When seeking funding for the Lend-A-Lawyer program, there are many things to consider. When program funding comes from grants or LSC funding, there are restrictions placed on the types of cases and clients that can be accepted. The Lend-A-Lawyer program has been a self-supporting program since its inception in 1990. This has allowed the program to operate without restriction and has been very useful in cases where conflicts would have prevented indigent clients from receiving equal representation.This has been helpful mainly in those instances where two people in the same case need representation, such as representation in a divorce proceeding. Once a party has contacted or obtained assistance from the local legal services office, the second party cannot be represented by that office due to a conflict of interest. In those situations, the Lend-A-Lawyer attorney has been able to represent the second party without a conflict of interest.

Each location being served by Lend-A-Lawyer has a great need for the services the program provides. A subcommittee of the Lend-A-Lawyer Board was formed to reach out to the larger law firms in the state and ask for their assistance.
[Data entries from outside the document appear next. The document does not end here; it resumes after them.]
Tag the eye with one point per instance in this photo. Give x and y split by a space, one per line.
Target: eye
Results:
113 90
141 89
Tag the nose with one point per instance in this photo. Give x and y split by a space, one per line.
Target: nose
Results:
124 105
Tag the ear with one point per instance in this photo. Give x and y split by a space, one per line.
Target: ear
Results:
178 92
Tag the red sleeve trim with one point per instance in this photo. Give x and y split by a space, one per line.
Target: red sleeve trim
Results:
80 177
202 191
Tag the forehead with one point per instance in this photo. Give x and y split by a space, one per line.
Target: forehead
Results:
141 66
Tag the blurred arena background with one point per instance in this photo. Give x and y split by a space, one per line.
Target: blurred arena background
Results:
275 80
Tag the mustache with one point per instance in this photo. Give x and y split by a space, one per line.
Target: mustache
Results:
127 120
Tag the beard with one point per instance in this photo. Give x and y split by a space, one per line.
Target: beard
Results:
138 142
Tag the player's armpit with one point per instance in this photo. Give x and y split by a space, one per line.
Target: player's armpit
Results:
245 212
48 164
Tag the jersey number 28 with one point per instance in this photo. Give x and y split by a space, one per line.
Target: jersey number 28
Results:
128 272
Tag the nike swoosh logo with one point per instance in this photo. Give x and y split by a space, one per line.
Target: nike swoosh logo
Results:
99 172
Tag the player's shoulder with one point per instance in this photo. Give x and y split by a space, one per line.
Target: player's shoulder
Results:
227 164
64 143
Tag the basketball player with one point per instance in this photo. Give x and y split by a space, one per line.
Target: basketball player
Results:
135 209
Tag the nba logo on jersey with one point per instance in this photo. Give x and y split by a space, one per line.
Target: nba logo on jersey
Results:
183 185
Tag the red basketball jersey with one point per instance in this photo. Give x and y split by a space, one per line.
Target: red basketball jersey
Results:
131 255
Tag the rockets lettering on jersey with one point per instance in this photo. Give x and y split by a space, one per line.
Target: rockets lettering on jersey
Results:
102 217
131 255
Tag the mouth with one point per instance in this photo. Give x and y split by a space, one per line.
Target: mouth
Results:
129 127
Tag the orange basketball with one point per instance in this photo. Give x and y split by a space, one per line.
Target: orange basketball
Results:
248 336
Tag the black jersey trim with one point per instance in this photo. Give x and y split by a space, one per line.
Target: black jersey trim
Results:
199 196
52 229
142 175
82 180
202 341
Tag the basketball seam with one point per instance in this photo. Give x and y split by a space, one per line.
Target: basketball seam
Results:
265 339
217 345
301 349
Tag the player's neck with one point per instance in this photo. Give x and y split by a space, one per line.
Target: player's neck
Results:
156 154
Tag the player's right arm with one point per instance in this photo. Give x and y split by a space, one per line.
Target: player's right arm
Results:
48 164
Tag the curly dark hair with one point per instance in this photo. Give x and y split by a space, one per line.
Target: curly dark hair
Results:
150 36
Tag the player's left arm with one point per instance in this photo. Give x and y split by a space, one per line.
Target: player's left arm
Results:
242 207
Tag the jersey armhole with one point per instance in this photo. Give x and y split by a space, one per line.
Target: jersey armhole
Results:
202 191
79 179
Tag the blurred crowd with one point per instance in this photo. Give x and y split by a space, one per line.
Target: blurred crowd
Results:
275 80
The subcommittee recruits larger Denver law firms to "Adopt-A-Community" in the state for one six-month period or for one full year, which is two Lend-A-Lawyer terms. This $5,000 or $10,000 contribution covers the stipend reimbursement and a small annual administrative fee for the rural community of the firm’s choice. The law firm of Holland & Hart, LLP, has again come forward and provided assistance by adopting the community of Montrose for another six-month term. The Montrose CRLS office was closed as of September 15, 1998. Had it not been for the generous donation by Holland & Hart, LLP, it would have become necessary to discontinue placing a Lend-A-Lawyer in the Montrose community.


The CBA provides a part-time staffperson to coordinate and administer the program. New locations to the program are asked to reimburse the monthly stipend of $850 per month ($5,100 per six-month term) paid to the Lend-A-Lawyers and a $1,000 per year administrative cost. This provides full-time attorney representation for $11,200 per year, per location.
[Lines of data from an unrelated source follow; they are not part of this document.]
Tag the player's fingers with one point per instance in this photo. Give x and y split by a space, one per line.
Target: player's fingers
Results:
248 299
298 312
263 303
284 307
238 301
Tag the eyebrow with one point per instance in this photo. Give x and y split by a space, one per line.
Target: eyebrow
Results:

After accounting for stipend reimbursements, contributions, and court-appointed case fees, the Lend-A-Lawyer program spent just under $700 to operate the program over the last fiscal year. If more law firms contribute to the program, it would be possible to place volunteers in locations where programs are not able to reimburse the stipend paid. Additional funding also would enable the program to expand into other rural communities that are in desperate need of legal services for their indigent population.
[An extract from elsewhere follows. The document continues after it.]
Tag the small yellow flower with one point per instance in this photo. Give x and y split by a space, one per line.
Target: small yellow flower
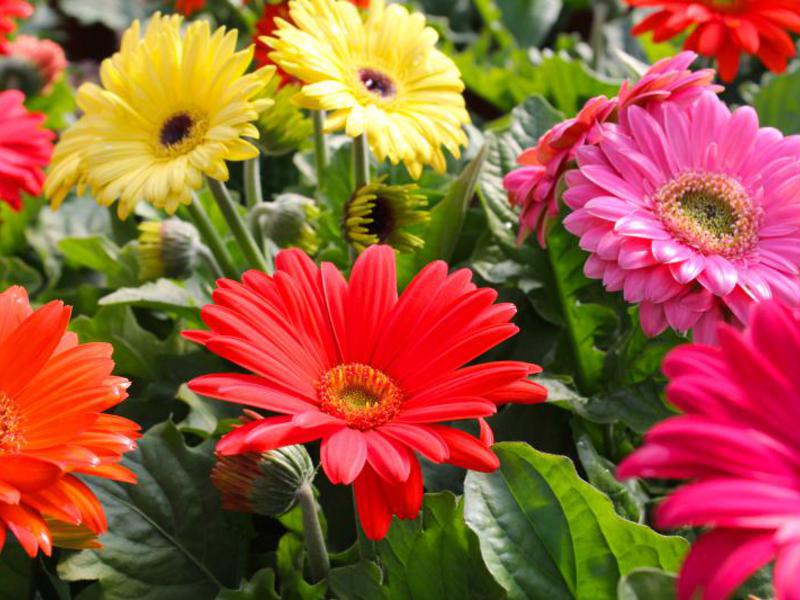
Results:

A breakdown of the program expenses and revenues (reimbursements) for the 1998-1999 fiscal year appears below.

Montrose Office $10,020
Stipends Paid 48,000
Postage 81
Phone 190
Retreat 213
Nelson Convention 787
Copies/Supplies 21
Fundraising Meeting 55
Insurance & Fees 1,490
Training 305
Contributions $6,000
Court Appointments 19,290
Stipend Reimbursement 35,215


Types of cases handled by Lend-A-Lawyers over the last fiscal year included:

1. Consumer

2. Criminal (Court Appointed)

3. Employment

4. Family

5. Juvenile

6. Health

7. Housing

8. Income

9. Individual Rights

10. Miscellaneous

Thank You

The CBA would like to thank the Lend-A-Lawyer, Inc. 1998-1999 Board of Directors for its commitment to the continued success of this program. Over the last fiscal year, the Board’s hard work and dedication have promoted the ongoing growth of the program, which has provided much-needed legal services to indigent people around the state. Our thanks go to Maggie Atkinson, Cynthia Benson, Christopher Brauchli, Sue Corning, Magistrate Cynthia Hartman, Diane S. King, Judge M. Jon Kolomitz, Randall Lococo, Zach Miller, Drew Moore, Judge Frank Plaut, Sharon Plettner, Mario Rivera, Judy Slason (COLTAF), Gina Weitzenkorn, and CBA Staff Administrator Barb Martin.